Mr Teo said the firm had decided early on that it wanted to produce its own ingredients to ensure the quality of its products.

"We are unlike other instant coffee makers, which take from different producers and simply pack it together. We are integrated from start to finish," he said.

But while the ingredients unit started out as a means to retain the quality and consistency of Super's products, it has also become an immense source of revenue for the firm in recent years, said Mr Darren Teo, the firm's corporate strategy manager and Mr Teo's son.

When the Chinese milk melamine scandal broke in 2007, the firm, which has an ingredients plant in China, got flooded with requests to produce ingredients from its customers.

"It was a big break for us. And we thought if our other rivals were selling ingredients directly to other firms, why not us," said Mr David Teo.

The ingredients business brought in $3 million in the first year.

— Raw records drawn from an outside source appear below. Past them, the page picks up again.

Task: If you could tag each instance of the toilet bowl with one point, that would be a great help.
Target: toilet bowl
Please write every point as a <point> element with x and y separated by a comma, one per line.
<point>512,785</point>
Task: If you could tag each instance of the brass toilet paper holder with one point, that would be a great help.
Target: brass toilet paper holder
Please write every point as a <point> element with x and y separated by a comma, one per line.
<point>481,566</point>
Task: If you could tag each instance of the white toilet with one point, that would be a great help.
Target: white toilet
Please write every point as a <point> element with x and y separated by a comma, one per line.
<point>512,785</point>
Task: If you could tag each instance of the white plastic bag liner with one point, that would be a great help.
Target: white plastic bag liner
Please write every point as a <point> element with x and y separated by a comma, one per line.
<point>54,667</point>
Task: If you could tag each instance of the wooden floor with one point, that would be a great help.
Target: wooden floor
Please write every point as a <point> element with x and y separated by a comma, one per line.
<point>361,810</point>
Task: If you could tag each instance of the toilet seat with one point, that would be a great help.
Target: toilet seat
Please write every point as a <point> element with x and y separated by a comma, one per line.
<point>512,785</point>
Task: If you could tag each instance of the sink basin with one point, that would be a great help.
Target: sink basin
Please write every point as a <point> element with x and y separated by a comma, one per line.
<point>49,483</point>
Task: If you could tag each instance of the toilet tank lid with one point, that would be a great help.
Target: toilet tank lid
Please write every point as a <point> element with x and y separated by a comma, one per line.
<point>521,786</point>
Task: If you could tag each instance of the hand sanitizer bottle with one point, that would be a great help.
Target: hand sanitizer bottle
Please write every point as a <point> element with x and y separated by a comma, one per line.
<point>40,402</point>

In just four years, its ingredients business grew to $120 million in 2011.

Super Group sells ingredients such as creamers to customers such as ice cream makers and bottled drinks companies.

The ingredients part of the business accounts for about 31per cent of revenue, while its branded consumer segment contributes about 69 per cent.

The second thing that the company has done and will continue to do is to focus on its regional strategy in Asia.

Mr Darren Teo said that Super is in the top three in several instant coffee markets, including Myanmar, Thailand and Singapore.

In fact, its dominant presence in Myanmar is part of the reason analysts have become excited over the stock.

The company has been in Myanmar for over 15 years, building a strong distribution network with a partner based in the country.

"The country doesn't have many supermarts or hypermarts and a lot of the shops are mom-and-pop stores. So we took a long time to build our presence and sell directly to them," said Mr Teo.

And he is confident that its first-mover advantage and strong network in the frontier market will be enough to ward off increasing competition from other international brands, such as Nestle, which is also eyeing the market.

"Even if you had the money, it would be difficult to build the network we have," he said.

For now, the company is focused on increasing its presence in the region, including China.

"There's a lot of potential in the low- to middle-income group, which sees coffee as a luxury item. And that's where we want to be, where growth is strongest," said Mr Darren Teo.